Political upheavals in regions from Asia to Latin America are adding to the uncertainty and pessimism. The long-running protests in Hong Kong have had a significant impact on the economy, with Greater China retail sales significantly missing estimates and tourism from mainland China down 42 percent. Elsewhere, tensions in the Middle East and attacks on oil plants are affecting oil prices, which can have a major ripple effect around the world.
The fashion industry must tackle these existential challenges at a time when it faces significant internal issues of its own. The drive for sustainability is pushing many to rethink business models and move towards more responsible business practices. Customers’ demand for new and enhanced services is driving brands and retailers to invest heavily to meet these needs even at a time when more than half of fashion executives feel they do not sufficiently understand Generation-Z — now the largest global customer cohort.
The strain is starting to show. In September, vacancies in US shopping malls hit an eight-year high, with Sears, Victoria’s Secret and Charlotte Russe among the household names shutting outlets across the country. In the same month, Forever 21 joined a growing list of brick-and-mortar players who have filed for bankruptcy across different markets including Debenhams, the US arms of Roberto Cavalli and Diesel, and department store Barneys New York. Retail is the only sector in the US that has seen net job losses over the past two years, while in the UK, high street store closures are the highest since monitoring began in 2010. In Europe, Moody’s expects more than 40 percent of the retailers it rates to record lower profits in 2019 than in either of the previous two years. Even in China, clothing sales fell in April for the first time since 2009.
Given the worrying outlook we expect fashion companies to take steps to become more resilient in 2020. The first step is to develop a deep understanding of the risks they face. These can be codified in a “risk register” that differentiates between day-to-day risks, external disruptions (e.g., supply-chain interruptions, trade disputes), and disruptive strategic risks (e.g., remaining relevant amid changing consumer preferences or competing with challengers using new business models).
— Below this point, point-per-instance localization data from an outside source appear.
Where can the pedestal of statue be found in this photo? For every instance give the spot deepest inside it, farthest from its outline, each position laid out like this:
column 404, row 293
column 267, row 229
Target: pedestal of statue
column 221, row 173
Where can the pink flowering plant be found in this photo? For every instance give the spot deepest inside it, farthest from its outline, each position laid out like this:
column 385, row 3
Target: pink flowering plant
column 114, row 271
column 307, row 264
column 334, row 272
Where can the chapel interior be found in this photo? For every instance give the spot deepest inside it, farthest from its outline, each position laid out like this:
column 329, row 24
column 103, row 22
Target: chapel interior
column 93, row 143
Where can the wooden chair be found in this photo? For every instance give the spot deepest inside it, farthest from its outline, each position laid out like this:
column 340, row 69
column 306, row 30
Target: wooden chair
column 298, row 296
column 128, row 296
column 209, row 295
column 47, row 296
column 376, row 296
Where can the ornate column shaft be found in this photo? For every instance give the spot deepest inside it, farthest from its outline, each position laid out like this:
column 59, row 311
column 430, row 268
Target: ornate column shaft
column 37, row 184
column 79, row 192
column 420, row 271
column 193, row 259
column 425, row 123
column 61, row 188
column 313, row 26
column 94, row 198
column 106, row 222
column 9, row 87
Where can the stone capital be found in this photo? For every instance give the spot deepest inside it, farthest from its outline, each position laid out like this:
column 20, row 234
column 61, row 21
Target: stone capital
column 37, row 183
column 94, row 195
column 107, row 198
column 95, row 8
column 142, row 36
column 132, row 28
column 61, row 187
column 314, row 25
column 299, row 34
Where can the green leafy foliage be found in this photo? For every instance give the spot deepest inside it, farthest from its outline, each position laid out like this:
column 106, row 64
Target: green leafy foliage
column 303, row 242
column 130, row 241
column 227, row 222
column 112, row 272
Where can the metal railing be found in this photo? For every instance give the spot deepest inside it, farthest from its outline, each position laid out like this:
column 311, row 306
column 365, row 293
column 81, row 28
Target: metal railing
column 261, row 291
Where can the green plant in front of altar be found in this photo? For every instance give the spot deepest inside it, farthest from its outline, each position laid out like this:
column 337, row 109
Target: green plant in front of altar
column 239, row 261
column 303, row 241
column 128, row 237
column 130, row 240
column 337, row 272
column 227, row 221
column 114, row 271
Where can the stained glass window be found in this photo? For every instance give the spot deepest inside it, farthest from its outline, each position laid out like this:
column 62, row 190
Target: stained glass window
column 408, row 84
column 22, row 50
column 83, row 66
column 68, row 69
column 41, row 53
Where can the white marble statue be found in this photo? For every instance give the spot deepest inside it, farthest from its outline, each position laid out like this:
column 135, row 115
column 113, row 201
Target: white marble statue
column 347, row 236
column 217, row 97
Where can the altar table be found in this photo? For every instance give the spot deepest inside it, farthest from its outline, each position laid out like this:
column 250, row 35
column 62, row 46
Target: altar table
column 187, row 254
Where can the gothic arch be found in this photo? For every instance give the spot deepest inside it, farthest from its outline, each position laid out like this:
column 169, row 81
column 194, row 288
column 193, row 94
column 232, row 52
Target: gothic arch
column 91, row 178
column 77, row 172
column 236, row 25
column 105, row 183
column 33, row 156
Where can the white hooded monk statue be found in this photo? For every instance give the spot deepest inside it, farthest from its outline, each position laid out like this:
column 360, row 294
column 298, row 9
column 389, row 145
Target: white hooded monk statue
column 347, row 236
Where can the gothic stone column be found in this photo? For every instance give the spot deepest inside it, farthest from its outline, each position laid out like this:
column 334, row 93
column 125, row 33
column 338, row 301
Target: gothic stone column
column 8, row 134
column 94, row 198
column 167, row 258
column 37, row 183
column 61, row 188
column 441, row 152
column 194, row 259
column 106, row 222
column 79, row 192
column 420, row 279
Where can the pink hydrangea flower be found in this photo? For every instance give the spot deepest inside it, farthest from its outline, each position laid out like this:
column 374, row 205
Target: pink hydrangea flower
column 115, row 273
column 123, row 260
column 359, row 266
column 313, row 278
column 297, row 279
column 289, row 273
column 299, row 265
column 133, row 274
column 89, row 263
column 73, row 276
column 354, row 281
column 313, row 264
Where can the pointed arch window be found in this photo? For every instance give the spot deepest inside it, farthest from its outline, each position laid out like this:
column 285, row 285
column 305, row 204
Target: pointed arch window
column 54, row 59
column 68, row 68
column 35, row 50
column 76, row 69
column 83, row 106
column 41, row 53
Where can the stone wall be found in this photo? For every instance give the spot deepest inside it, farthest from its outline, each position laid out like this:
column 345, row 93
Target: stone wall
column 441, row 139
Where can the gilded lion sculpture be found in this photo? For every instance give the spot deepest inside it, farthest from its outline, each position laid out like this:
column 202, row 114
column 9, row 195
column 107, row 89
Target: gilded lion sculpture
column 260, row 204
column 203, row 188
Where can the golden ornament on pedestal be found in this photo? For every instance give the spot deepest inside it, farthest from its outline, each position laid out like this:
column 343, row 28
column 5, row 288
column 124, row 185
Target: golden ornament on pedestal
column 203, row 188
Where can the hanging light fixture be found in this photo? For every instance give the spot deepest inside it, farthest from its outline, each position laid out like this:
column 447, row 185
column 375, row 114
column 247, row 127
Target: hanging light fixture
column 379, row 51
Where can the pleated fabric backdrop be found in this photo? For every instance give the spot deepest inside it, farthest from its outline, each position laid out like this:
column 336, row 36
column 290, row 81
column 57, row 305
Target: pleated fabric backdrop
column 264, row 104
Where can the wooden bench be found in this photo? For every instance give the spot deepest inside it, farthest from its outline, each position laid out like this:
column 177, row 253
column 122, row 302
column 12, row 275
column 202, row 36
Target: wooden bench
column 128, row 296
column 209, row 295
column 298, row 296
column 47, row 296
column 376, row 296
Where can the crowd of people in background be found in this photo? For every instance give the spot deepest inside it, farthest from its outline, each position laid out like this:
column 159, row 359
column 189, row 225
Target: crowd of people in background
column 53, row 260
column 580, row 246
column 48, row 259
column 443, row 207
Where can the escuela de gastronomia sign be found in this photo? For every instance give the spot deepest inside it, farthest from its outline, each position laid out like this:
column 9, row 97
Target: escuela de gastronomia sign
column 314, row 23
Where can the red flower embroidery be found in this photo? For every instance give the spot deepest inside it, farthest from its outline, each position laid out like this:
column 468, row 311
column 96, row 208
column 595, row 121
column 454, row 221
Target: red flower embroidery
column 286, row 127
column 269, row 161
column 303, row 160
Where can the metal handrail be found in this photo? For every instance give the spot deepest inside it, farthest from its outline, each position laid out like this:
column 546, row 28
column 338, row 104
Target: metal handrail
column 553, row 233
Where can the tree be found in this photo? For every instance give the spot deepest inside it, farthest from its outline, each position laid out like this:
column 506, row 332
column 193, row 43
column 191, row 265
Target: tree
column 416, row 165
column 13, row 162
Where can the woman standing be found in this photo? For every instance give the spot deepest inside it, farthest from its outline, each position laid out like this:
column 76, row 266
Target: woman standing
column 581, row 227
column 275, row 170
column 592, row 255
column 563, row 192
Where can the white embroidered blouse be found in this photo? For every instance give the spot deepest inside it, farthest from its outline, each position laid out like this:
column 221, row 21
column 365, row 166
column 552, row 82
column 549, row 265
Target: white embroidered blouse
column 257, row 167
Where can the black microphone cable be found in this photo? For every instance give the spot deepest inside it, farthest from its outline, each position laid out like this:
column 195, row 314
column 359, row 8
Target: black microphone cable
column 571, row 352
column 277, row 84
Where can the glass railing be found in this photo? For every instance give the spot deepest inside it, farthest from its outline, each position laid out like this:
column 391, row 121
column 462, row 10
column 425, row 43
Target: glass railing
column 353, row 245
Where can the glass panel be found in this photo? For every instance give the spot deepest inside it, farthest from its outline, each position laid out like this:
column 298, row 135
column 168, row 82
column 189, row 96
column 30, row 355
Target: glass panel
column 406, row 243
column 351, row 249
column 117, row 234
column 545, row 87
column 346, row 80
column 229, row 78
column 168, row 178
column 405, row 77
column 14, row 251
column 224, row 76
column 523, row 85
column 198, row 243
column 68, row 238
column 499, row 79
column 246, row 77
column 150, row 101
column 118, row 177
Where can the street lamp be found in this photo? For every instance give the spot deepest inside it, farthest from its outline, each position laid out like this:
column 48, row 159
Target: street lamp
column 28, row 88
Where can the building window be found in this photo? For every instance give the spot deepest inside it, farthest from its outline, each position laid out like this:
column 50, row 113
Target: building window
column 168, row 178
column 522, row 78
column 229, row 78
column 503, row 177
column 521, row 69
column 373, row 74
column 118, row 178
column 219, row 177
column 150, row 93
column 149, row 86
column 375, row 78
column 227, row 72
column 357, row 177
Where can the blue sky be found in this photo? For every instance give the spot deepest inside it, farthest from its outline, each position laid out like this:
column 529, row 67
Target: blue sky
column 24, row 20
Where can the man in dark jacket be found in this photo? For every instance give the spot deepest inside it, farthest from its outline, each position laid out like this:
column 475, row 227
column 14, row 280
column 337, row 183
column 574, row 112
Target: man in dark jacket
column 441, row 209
Both the impact, likelihood and prioritisation of these risks will vary over time, so the risk register needs to be a dynamic document.
There are also lessons to be learned from previous economic crises. McKinsey’s analysis of companies that outperformed their peers during the last downturn showed that they made moves early and focused on earnings over revenue. By the time the downturn reached its 2009 trough, the EBITDA of these resilient players had risen by 10 percent, while their industry peers had lost nearly 15 percent.
Throughout the year ahead, fashion companies should remain on high alert. The most forward-thinking players will therefore also develop a resilience playbook to ensure they are prepared. This is likely to involve plans to boost productivity while ensuring operational flexibility (e.g., using variable contracts and more diverse supply sources), a clear approach to digitisation and a sharp focus on financial flexibility. This means divesting non-core and under-performing assets early so that the company has the cash on hand to make strategic investments as soon as the economic outlook improves — when their peers might be shedding assets. Crucially, all this will require enhanced leadership to be able to make quick decisions amid a high degree of uncertainty.